In January 1904, Richard Holyoke, then under the ownership of the Puget Sound Tug Boat Company and another steam tug were dispatched to the rescue of the steamship Clallam, which in bad weather had begun taking on water near the end of its run to Victoria. At about 3:30 pm on January 8, Clallams master, believing the vessel to be in immediate danger of sinking, had attempted to launch three lifeboats mostly occupied by women and children. However, when the boats were lowered into the water, they either overturned in the waves or were battered into the ship's sides, and 54 people were killed.

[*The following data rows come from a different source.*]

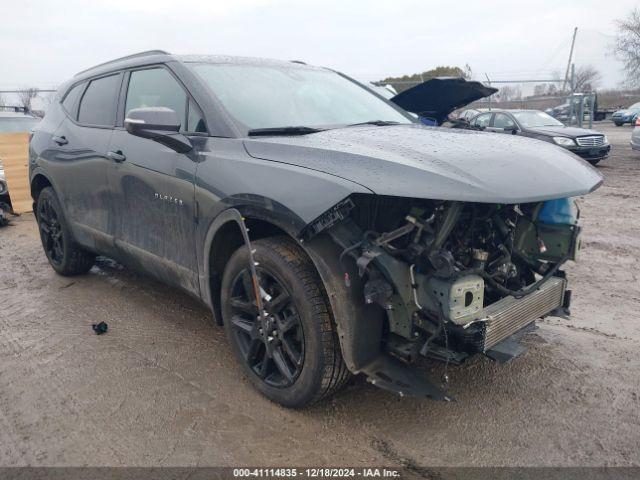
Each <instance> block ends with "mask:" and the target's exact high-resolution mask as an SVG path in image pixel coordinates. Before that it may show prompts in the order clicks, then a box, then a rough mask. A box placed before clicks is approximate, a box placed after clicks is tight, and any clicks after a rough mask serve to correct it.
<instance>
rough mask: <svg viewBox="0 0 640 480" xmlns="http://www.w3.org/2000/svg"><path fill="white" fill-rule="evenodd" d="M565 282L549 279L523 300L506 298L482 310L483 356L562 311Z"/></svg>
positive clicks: (563, 298)
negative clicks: (550, 313) (536, 323)
mask: <svg viewBox="0 0 640 480" xmlns="http://www.w3.org/2000/svg"><path fill="white" fill-rule="evenodd" d="M565 287H566V281H565V280H564V279H562V278H555V277H554V278H551V279H549V280H548V281H547V282H546V283H545V284H544V285H542V287H540V289H539V290H538V291H536V292H534V293H531V294H529V295H527V296H526V297H523V298H514V297H505V298H503V299H502V300H499V301H497V302H496V303H493V304H491V305H489V306H488V307H487V308H485V309H484V310H483V321H484V345H483V350H482V351H483V352H486V351H487V350H489V349H491V347H493V346H494V345H496V344H498V343H500V342H501V341H502V340H504V339H505V338H507V337H509V336H511V335H513V334H514V333H516V332H517V331H518V330H520V329H522V328H524V327H525V326H527V325H528V324H530V323H531V322H533V321H535V320H536V319H538V318H540V317H541V316H543V315H546V314H547V313H549V312H551V311H552V310H554V309H556V308H558V307H561V306H562V303H563V300H564V290H565Z"/></svg>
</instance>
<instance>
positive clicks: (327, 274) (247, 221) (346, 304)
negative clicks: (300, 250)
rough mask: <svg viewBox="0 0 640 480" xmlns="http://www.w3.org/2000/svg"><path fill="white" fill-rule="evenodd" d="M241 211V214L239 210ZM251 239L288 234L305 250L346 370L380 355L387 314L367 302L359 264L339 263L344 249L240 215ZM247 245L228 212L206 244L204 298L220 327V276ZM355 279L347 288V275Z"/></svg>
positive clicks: (321, 238) (220, 220)
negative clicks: (332, 328)
mask: <svg viewBox="0 0 640 480" xmlns="http://www.w3.org/2000/svg"><path fill="white" fill-rule="evenodd" d="M241 213H242V212H241ZM242 216H243V218H244V219H245V224H246V225H247V227H248V229H249V237H250V238H251V240H252V241H254V240H258V239H260V238H266V237H269V236H277V235H286V236H288V237H290V238H292V239H293V240H294V241H296V243H297V244H298V245H299V246H300V247H301V248H302V249H303V250H304V252H305V253H306V254H307V256H308V257H309V259H310V260H311V262H312V263H313V265H314V267H315V269H316V271H317V272H318V274H319V276H320V278H321V280H322V283H323V285H324V288H325V291H326V293H327V297H328V300H329V303H330V305H331V309H332V318H333V321H334V323H335V325H336V328H337V332H338V338H339V342H340V347H341V351H342V355H343V358H344V360H345V362H346V364H347V367H348V369H349V370H350V371H352V372H354V373H355V372H358V371H359V370H360V369H361V368H362V367H364V366H365V365H366V364H368V363H369V362H371V361H372V360H373V359H374V358H376V357H377V356H378V355H379V354H380V348H381V341H382V335H383V325H384V321H385V315H384V312H383V311H382V310H381V309H380V308H377V307H376V306H374V305H366V304H365V303H364V294H363V285H362V283H361V281H360V277H359V276H358V274H357V269H356V266H355V263H353V262H345V263H346V264H343V263H341V262H340V261H339V257H340V254H341V252H342V248H341V247H340V246H339V245H338V244H337V243H336V242H335V241H334V240H333V239H332V238H331V237H330V236H329V235H326V234H320V235H318V236H317V237H315V238H313V239H312V240H311V241H310V242H302V241H300V239H299V237H298V232H299V230H298V231H296V230H295V229H293V228H290V227H291V224H290V223H287V222H286V221H278V220H277V219H274V218H273V217H271V218H265V217H261V216H259V215H256V214H255V212H253V214H251V213H246V214H245V213H242ZM243 244H244V240H243V238H242V233H241V230H240V226H239V224H238V223H237V217H236V214H235V213H233V212H232V211H231V210H225V211H224V212H222V213H221V214H220V215H218V216H217V217H216V218H215V220H214V221H213V222H212V224H211V226H210V228H209V231H208V233H207V237H206V240H205V257H204V275H203V276H202V277H201V292H202V293H203V300H204V301H205V303H207V304H208V305H209V307H210V308H211V310H212V312H213V315H214V319H215V321H216V323H218V324H219V325H222V312H221V308H220V294H221V284H222V274H223V272H224V268H225V266H226V264H227V261H228V259H229V257H230V256H231V254H232V253H233V252H234V251H235V250H236V249H237V248H239V247H240V246H242V245H243ZM346 275H348V276H349V277H350V279H351V281H350V285H349V286H347V283H346V282H345V276H346Z"/></svg>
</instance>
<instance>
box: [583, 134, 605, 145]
mask: <svg viewBox="0 0 640 480" xmlns="http://www.w3.org/2000/svg"><path fill="white" fill-rule="evenodd" d="M576 142H578V145H580V146H581V147H601V146H602V145H604V136H602V135H590V136H588V137H578V138H576Z"/></svg>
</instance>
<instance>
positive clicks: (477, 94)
mask: <svg viewBox="0 0 640 480" xmlns="http://www.w3.org/2000/svg"><path fill="white" fill-rule="evenodd" d="M497 91H498V89H497V88H492V87H486V86H484V85H483V84H481V83H480V82H470V81H467V80H465V79H464V78H457V77H440V78H432V79H431V80H427V81H426V82H424V83H421V84H420V85H416V86H415V87H412V88H410V89H408V90H405V91H404V92H402V93H399V94H398V95H396V96H395V97H393V98H391V101H392V102H393V103H395V104H396V105H398V106H399V107H402V108H404V109H405V110H407V111H409V112H412V113H416V114H418V115H420V116H422V117H430V118H434V119H436V120H437V121H438V123H439V124H440V123H442V121H443V120H444V119H445V118H446V117H447V115H449V114H450V113H451V112H453V111H454V110H455V109H456V108H460V107H464V106H465V105H468V104H470V103H471V102H475V101H476V100H479V99H481V98H484V97H488V96H489V95H493V94H494V93H496V92H497Z"/></svg>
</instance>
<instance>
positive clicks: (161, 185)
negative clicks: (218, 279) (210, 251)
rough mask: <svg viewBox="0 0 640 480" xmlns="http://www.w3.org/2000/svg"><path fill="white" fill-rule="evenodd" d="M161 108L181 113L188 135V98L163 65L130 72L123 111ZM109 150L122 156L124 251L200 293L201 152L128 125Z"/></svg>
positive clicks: (184, 284)
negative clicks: (199, 279)
mask: <svg viewBox="0 0 640 480" xmlns="http://www.w3.org/2000/svg"><path fill="white" fill-rule="evenodd" d="M125 82H127V80H125ZM157 106H161V107H167V108H171V109H172V110H174V111H176V113H178V116H179V117H180V118H182V123H183V128H182V130H183V132H185V133H187V130H188V125H187V123H188V119H189V118H190V117H191V118H193V117H194V115H193V112H192V115H191V116H190V115H189V98H188V96H187V95H186V93H185V91H184V89H183V88H182V86H181V85H180V84H179V83H178V81H177V80H176V79H175V78H174V77H173V75H172V74H171V73H170V72H169V71H168V70H167V69H165V68H164V67H156V68H149V69H144V70H136V71H132V72H130V74H129V75H128V86H127V89H126V100H125V108H124V112H125V113H126V112H128V111H130V110H131V109H133V108H140V107H157ZM190 106H191V109H192V110H194V111H195V106H194V105H190ZM194 128H196V127H194ZM109 150H110V152H112V155H115V156H119V158H120V160H119V161H118V162H117V163H116V164H115V167H114V168H113V169H112V170H111V172H110V178H109V182H110V184H111V186H112V190H113V196H114V206H115V208H116V209H117V211H118V214H117V215H116V217H115V225H114V226H115V236H116V246H117V248H118V250H119V251H120V254H121V255H122V256H124V257H125V258H126V261H128V262H130V263H134V264H136V265H137V266H138V267H140V268H143V269H144V270H146V271H148V272H149V273H151V274H153V275H155V276H156V277H158V278H161V279H162V280H163V281H165V282H167V283H171V284H175V285H179V286H181V287H183V288H186V289H187V290H189V291H192V292H193V293H195V294H198V292H199V286H198V273H197V271H198V268H197V262H196V252H195V227H196V224H195V221H196V211H195V193H194V192H195V187H194V183H195V171H196V161H195V160H196V159H197V152H196V151H192V152H189V153H188V154H180V153H177V152H175V151H174V150H171V149H170V148H169V147H166V146H164V145H161V144H160V143H157V142H155V141H153V140H149V139H145V138H140V137H136V136H133V135H131V134H129V133H128V132H127V131H126V130H124V129H123V128H117V129H116V130H115V131H114V133H113V137H112V139H111V143H110V147H109Z"/></svg>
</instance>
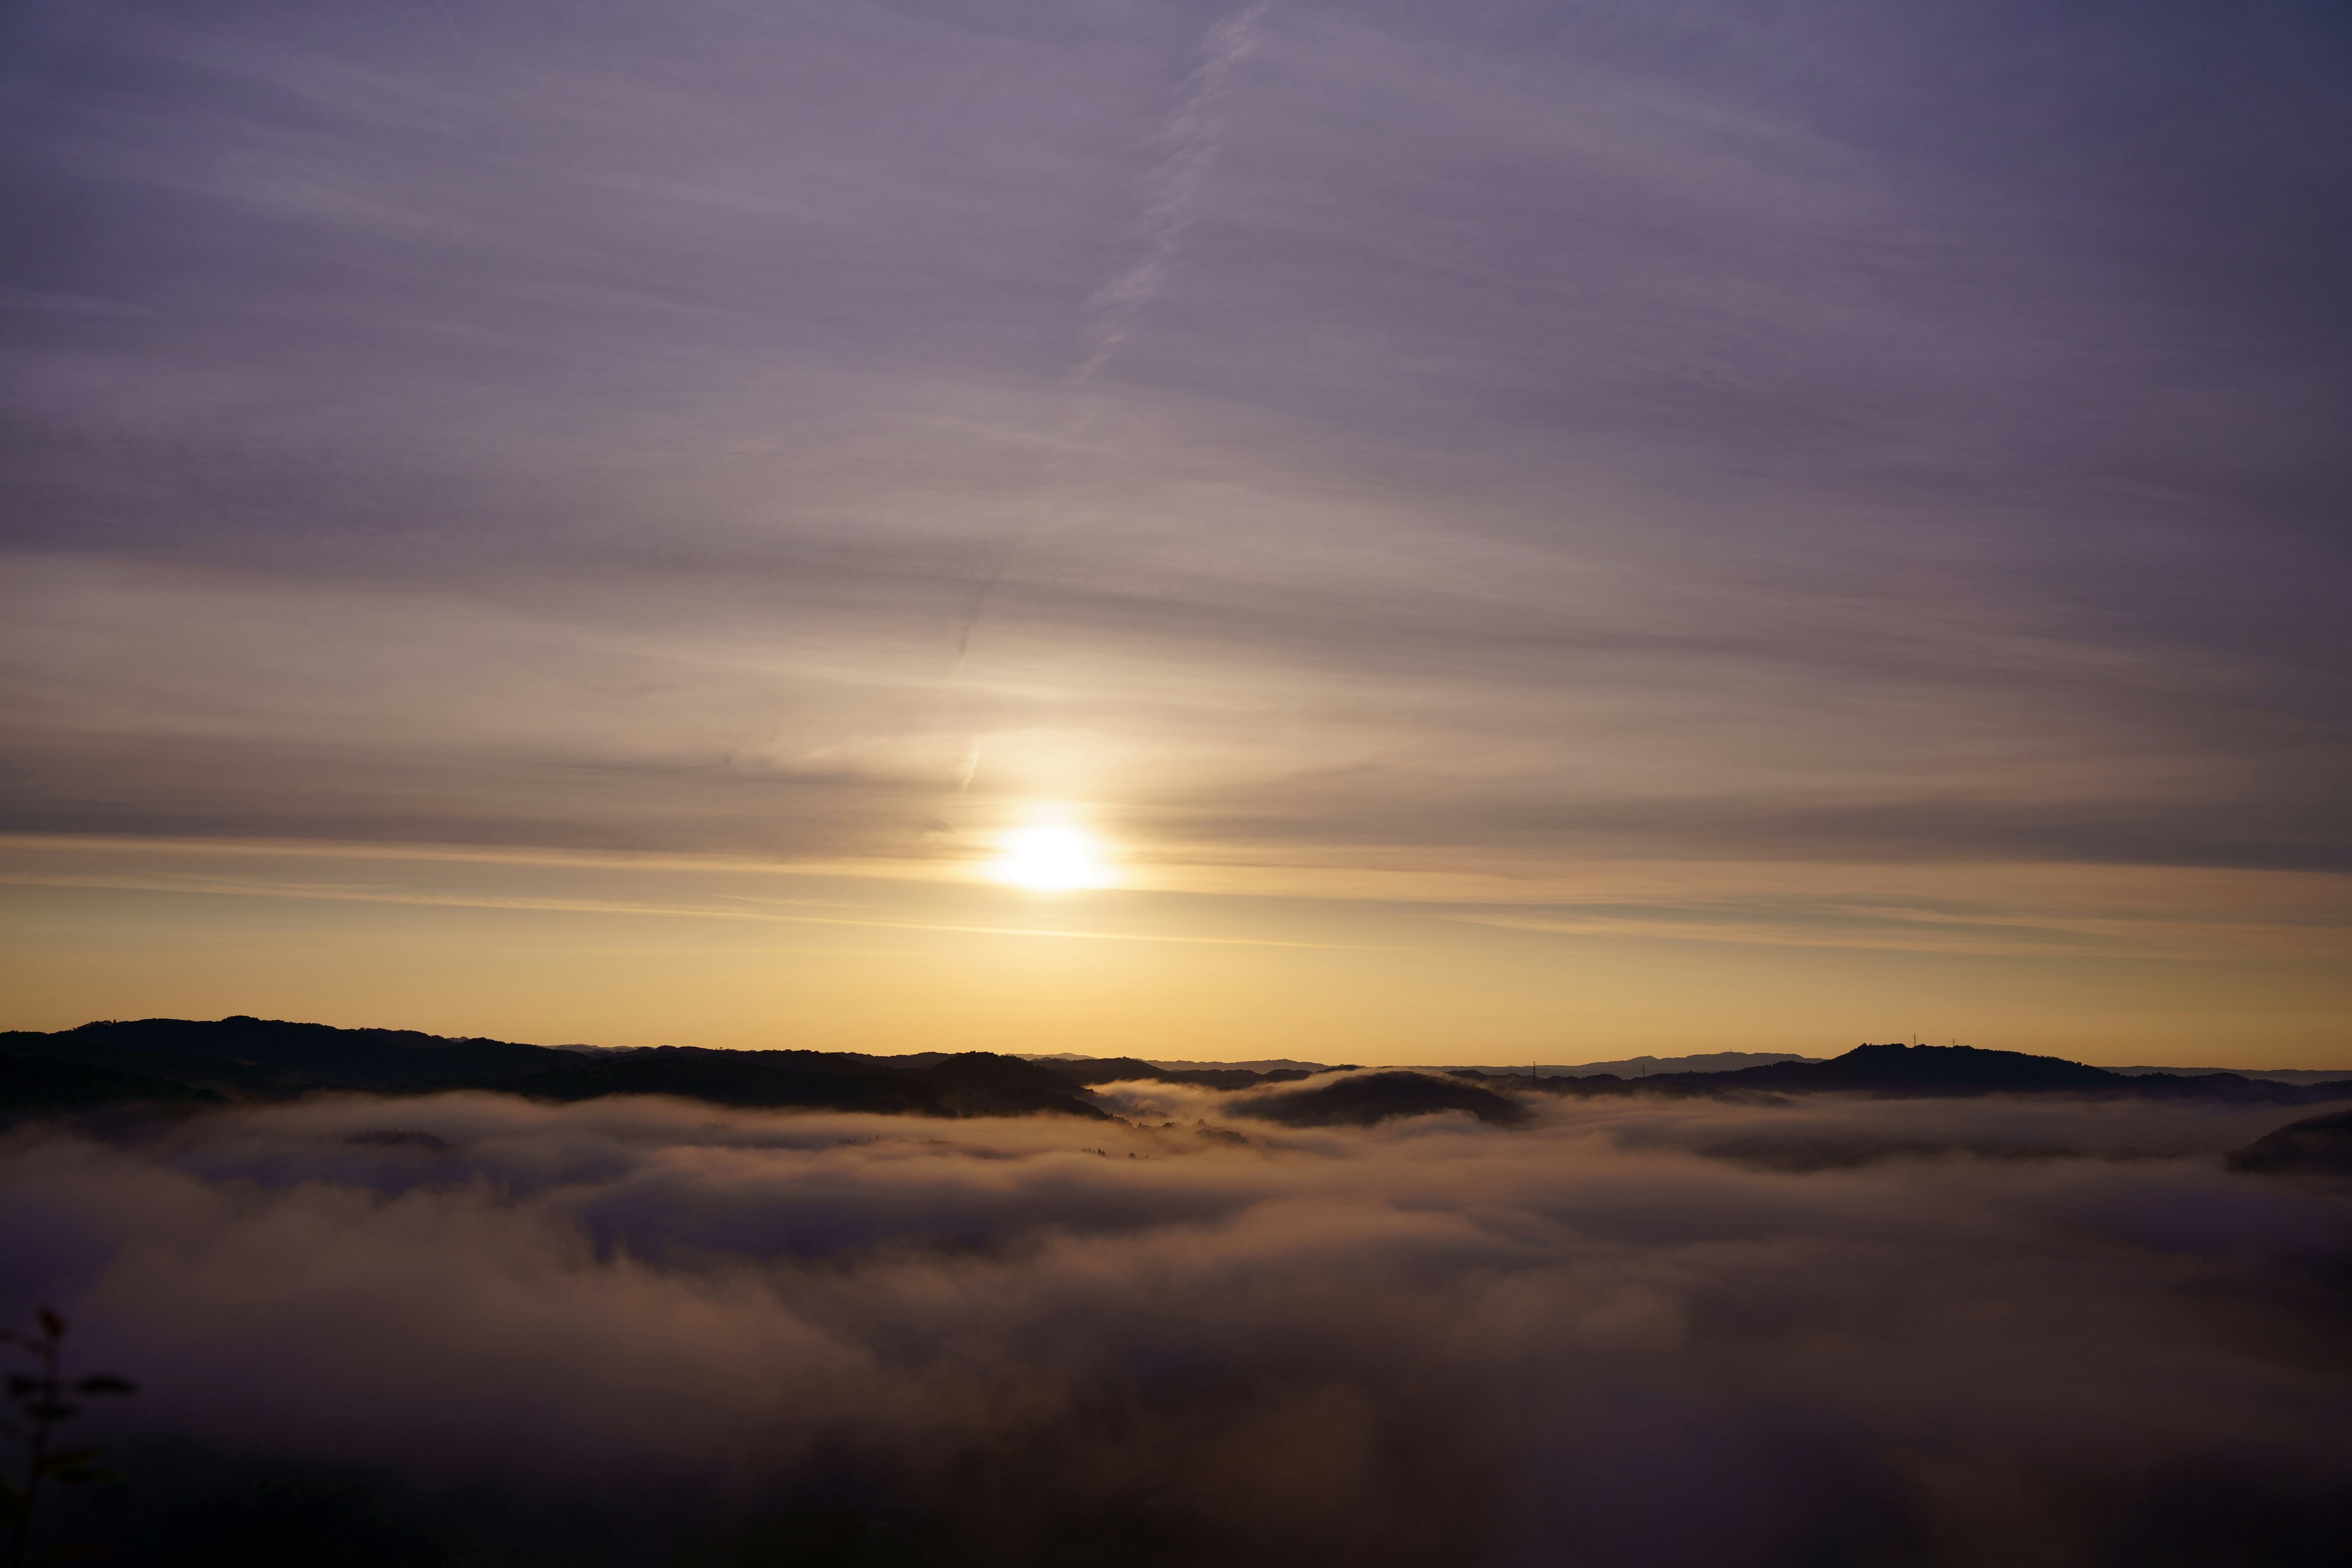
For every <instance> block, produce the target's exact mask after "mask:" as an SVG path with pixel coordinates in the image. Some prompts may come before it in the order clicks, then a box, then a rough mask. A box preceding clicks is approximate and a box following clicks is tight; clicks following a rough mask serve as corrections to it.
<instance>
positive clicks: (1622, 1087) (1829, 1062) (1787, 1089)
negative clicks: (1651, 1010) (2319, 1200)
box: [1536, 1044, 2352, 1105]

Those remaining on board began bailing out the ship with buckets, and Clallam stayed afloat until the next morning, Saturday, January 9. Meanwhile, at about 10:35 p.m. on January 8, Holyoke, under the command of Capt. Robert Hall, found Clallam, a task made more difficult by the absence of any distress rockets on board the sinking steamer.. Captain Hall got a tow line over and took Clallam under tow. This was in between Smith Island and San Juan Island. Although Victoria was closer, the weather conditions were such that it seemed best to head for the American shore. The tug Sea Lion joined them at about 1:00 a.m. on January 9.

Clallam never got to the shore. Captain Roberts realized she was about to founder and signaled the Holyoke to cast off the towline. Holyoke misunderstood Captain Roberts' signal to cast off the tow line, so it had to be cut lest the sinking Clallam drag Holyoke down with her. Clallam rolled over and sank quickly at about 1:15 a.m. The tugs then went to rescue the people in the water, saving most or all of the 36 who had remained aboard. Capt. Edward D. Hickman (1876–1928), then serving as mate on Richard Holyoke, dove into the icy water to rescue 15 people. He suffered from poor health as a result for a long time afterwards.

==Later history==
In 1916 the Holyoke was sold to the Port Blakely Mill Company to be used for ship construction then being engaged in at Port Blakely by the Skinner and Eddy Corporation. In 1923 Skinner and Eddy sold Holyoke to the Bellingham Tug and Barge Company to be used to tow loads from Puget Sound to Alaska. In 1924 the vessel was equipped with wireless. In 1930 or 1931, the vessel was taken out of service. In 1940 Bellingham Tug and Barge Company sold the vessel to the Metal Conservation Corporation, a Seattle firm. The plan was to install a diesel engine in the hull and relocate the upper works to make room for materials to be salvaged from wrecks in Alaska waters. This never came through, and the hull was abandoned in Lake Union.